A ameaça chegou. Na semana passada, a Arábia Saudita procurou apoio americano para uma ação militar contra os hutis. Esse apoio militar não avançou.
Washington já combate o Irão numa guerra sem desfecho definido. A Marinha americana está sob pressão e as reservas de algumas munições diminuíram. Abrir outra frente no Iémen significaria acrescentar uma campanha militar a um dispositivo que já opera sob forte exigência.
A posição americana ganhou uma formulação ainda mais clara durante uma deslocação à Irlanda. Foi transmitido que os hutis tinham entrado em contacto para dizer que não pretendiam combater os Estados Unidos e que o seu diferendo era com a Arábia Saudita.
Os hutis negaram essa versão. Disseram não ter feito essa comunicação nem pedido aos Estados Unidos que deixassem de os atacar. A divergência importa porque muda a natureza do problema que Washington aceita como seu. É nesse ponto que a disputa entre Arábia Saudita e hutis deixa de ser automaticamente tratada como uma ameaça direta aos Estados Unidos.

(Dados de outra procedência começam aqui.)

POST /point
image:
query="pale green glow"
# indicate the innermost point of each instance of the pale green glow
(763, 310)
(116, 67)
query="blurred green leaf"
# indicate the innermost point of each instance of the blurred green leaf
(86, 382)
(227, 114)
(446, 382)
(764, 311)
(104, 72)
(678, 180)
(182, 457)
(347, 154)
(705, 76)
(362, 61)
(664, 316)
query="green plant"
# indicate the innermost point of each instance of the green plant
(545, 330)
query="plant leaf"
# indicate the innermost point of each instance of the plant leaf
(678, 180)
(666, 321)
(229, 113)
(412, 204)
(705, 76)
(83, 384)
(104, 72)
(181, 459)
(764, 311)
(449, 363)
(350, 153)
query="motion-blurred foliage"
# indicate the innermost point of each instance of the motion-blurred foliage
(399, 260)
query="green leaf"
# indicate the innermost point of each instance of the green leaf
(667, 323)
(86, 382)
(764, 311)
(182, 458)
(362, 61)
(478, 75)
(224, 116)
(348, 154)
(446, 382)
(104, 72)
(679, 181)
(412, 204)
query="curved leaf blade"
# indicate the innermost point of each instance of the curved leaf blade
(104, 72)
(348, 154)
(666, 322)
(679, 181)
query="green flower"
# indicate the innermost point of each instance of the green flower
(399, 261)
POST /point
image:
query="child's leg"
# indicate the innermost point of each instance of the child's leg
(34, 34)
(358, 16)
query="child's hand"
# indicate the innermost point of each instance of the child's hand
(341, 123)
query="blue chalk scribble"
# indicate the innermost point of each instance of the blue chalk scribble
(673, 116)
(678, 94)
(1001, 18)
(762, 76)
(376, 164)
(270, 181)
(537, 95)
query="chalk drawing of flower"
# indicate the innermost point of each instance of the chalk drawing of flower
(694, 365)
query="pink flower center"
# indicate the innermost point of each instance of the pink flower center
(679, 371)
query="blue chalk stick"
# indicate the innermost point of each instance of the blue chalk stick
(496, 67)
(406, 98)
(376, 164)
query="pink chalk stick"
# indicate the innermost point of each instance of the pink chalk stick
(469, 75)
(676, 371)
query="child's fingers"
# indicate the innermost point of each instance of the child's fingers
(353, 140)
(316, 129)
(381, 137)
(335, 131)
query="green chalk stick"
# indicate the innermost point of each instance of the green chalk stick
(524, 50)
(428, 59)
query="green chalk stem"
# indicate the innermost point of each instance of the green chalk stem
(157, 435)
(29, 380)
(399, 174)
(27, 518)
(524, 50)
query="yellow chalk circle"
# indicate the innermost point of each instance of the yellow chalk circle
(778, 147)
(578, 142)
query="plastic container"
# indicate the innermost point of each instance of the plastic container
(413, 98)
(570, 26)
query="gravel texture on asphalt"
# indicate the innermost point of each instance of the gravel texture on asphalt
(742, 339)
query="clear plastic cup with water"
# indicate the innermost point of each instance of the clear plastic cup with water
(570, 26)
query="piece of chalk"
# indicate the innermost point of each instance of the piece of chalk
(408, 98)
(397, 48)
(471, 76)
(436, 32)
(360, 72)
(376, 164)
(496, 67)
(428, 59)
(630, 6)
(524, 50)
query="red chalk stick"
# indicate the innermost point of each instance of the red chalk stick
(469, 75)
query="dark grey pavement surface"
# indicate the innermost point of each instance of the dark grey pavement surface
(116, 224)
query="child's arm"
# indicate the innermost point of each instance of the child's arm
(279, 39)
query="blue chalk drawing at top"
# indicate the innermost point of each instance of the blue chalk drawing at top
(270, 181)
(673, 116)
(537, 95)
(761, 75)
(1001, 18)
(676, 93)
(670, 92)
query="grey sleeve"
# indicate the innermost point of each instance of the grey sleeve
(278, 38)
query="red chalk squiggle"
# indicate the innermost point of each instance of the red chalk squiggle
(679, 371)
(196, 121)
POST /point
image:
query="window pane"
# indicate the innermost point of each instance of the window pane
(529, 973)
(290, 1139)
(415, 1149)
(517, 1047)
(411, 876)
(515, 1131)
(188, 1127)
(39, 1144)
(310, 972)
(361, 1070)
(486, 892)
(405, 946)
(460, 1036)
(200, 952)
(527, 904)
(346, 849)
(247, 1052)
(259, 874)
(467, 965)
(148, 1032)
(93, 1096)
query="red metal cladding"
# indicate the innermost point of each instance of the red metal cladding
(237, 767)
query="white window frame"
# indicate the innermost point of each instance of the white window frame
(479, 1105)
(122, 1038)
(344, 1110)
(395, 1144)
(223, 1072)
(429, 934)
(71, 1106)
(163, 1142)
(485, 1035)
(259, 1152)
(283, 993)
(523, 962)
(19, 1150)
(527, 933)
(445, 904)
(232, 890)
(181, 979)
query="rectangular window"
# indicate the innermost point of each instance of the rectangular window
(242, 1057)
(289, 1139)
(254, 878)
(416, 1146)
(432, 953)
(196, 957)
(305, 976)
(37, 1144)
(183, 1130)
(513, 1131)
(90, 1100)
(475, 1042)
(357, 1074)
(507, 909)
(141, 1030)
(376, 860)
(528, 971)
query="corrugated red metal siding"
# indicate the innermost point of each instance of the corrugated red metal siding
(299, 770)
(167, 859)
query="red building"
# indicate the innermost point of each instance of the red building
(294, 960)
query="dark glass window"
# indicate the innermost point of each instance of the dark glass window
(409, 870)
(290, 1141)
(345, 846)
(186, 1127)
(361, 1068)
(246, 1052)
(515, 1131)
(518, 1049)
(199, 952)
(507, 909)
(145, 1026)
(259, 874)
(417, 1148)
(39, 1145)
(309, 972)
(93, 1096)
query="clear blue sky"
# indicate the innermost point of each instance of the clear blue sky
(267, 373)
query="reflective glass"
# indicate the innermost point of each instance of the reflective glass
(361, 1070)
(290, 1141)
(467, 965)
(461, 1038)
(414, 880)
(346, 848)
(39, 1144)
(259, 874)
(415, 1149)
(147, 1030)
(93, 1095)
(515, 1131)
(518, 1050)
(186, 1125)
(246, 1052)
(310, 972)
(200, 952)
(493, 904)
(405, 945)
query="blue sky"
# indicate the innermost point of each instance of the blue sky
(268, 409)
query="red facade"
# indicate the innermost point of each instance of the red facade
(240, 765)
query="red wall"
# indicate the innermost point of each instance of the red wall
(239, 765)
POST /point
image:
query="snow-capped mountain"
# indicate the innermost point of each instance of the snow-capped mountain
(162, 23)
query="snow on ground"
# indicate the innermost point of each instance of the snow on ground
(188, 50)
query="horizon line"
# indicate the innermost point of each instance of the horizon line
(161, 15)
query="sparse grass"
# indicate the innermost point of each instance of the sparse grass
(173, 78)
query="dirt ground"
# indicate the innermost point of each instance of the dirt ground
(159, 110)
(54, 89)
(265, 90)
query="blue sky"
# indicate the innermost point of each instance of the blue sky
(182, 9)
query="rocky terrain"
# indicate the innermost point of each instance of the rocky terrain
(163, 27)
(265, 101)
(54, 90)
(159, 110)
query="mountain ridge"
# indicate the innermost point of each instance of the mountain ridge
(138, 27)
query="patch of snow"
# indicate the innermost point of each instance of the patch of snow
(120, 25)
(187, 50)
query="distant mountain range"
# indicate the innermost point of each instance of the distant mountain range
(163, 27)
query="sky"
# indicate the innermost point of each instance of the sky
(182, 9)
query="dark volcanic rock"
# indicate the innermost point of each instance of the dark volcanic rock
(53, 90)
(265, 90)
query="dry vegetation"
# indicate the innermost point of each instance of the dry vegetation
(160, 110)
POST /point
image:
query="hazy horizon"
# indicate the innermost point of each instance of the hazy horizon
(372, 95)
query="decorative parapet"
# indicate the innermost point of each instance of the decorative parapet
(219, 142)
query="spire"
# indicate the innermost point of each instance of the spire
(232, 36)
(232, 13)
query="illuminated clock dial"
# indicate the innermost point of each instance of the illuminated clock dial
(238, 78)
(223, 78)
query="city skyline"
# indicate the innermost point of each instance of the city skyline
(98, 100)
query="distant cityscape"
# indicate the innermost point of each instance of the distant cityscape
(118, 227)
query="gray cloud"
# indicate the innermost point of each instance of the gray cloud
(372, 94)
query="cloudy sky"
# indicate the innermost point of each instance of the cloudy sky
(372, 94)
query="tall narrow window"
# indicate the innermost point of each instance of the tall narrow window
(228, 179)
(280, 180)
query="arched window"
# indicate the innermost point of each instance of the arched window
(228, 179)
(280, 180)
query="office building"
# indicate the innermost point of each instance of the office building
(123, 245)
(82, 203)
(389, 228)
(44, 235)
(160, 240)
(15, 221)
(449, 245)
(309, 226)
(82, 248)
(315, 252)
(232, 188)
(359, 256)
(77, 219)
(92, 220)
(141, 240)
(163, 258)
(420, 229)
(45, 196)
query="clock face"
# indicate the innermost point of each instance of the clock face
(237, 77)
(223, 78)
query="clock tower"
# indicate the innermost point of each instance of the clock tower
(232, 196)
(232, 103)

Arábia Saudita e hutis: um conflito que Washington separa
Se o confronto for tratado como uma disputa entre os hutis e a Arábia Saudita, a pressão sobre Riade deixa de exigir automaticamente uma resposta militar americana, mesmo quando a força que a exerce é apoiada pelo Irão.
A Arábia Saudita conhece o custo de tentar resolver o problema sozinha. A campanha militar que liderou no Iémen a partir de 2015 prolongou-se durante anos sem eliminar o poder dos hutis e deixou o reino preso a uma guerra que não conseguiu vencer.

Riade não mostra vontade de repetir essa experiência sem apoio internacional. A procura desse apoio ocorre agora quando os hutis voltam a avançar no terreno, atacam alvos sauditas e ameaçam as rotas que ganharam importância depois do bloqueio de Ormuz. A Associated Press confirmou que o oleoduto atingido deverá permanecer condicionado durante semanas.
O Arcana News analisou já esta progressão em «Iémen regressa à guerra e ameaça as rotas do petróleo». O que agora se torna mais claro é a coincidência entre o avanço no terreno e a redução da margem política de Riade.
A via diplomática também se estreitou
A alternativa diplomática também está estreita. Uma reunião entre responsáveis do Irão, da Arábia Saudita e de outros países do Golfo foi adiada quando as diferenças entre as partes continuavam por resolver. Ao mesmo tempo, Washington mantém apoio de informações, mas evita assumir uma nova campanha militar no Iémen.
A China permanece uma possibilidade diplomática. Foi Pequim que intermediou a reaproximação entre Riade e Teerão em 2023, mas essa aproximação não produziu uma arquitetura capaz de impedir a crise atual. Para a Arábia Saudita, procurar novamente uma mediação significa negociar numa posição diferente daquela que esperava ter construído através da relação com Washington.
É essa diferença que os acontecimentos das últimas semanas expõem. A relação entre Arábia Saudita e hutis tornou-se, para Washington, uma crise a conter sem assumir como guerra própria.
Duas garantias que Riade não controlava
Quando Ormuz deixou de funcionar como antes, Riade tinha uma alternativa física: enviar petróleo para oeste através do país e exportá-lo pelo Mar Vermelho. Essa alternativa foi atingida enquanto os hutis reforçavam a sua capacidade de ameaçar a saída meridional do próprio Mar Vermelho.
Quando a pressão militar aumentou, Riade tinha também uma alternativa política: a parceria de segurança cultivada durante anos com Washington. Pediu apoio militar e não o obteve.
Arábia Saudita e hutis estão agora ligados por uma crise que atinge simultaneamente a energia, a navegação e a credibilidade da proteção americana. A Arábia Saudita preparou uma redundância para o petróleo e outra para a segurança. Nesta crise, descobriu que nenhuma das duas estava inteiramente sob o seu controlo.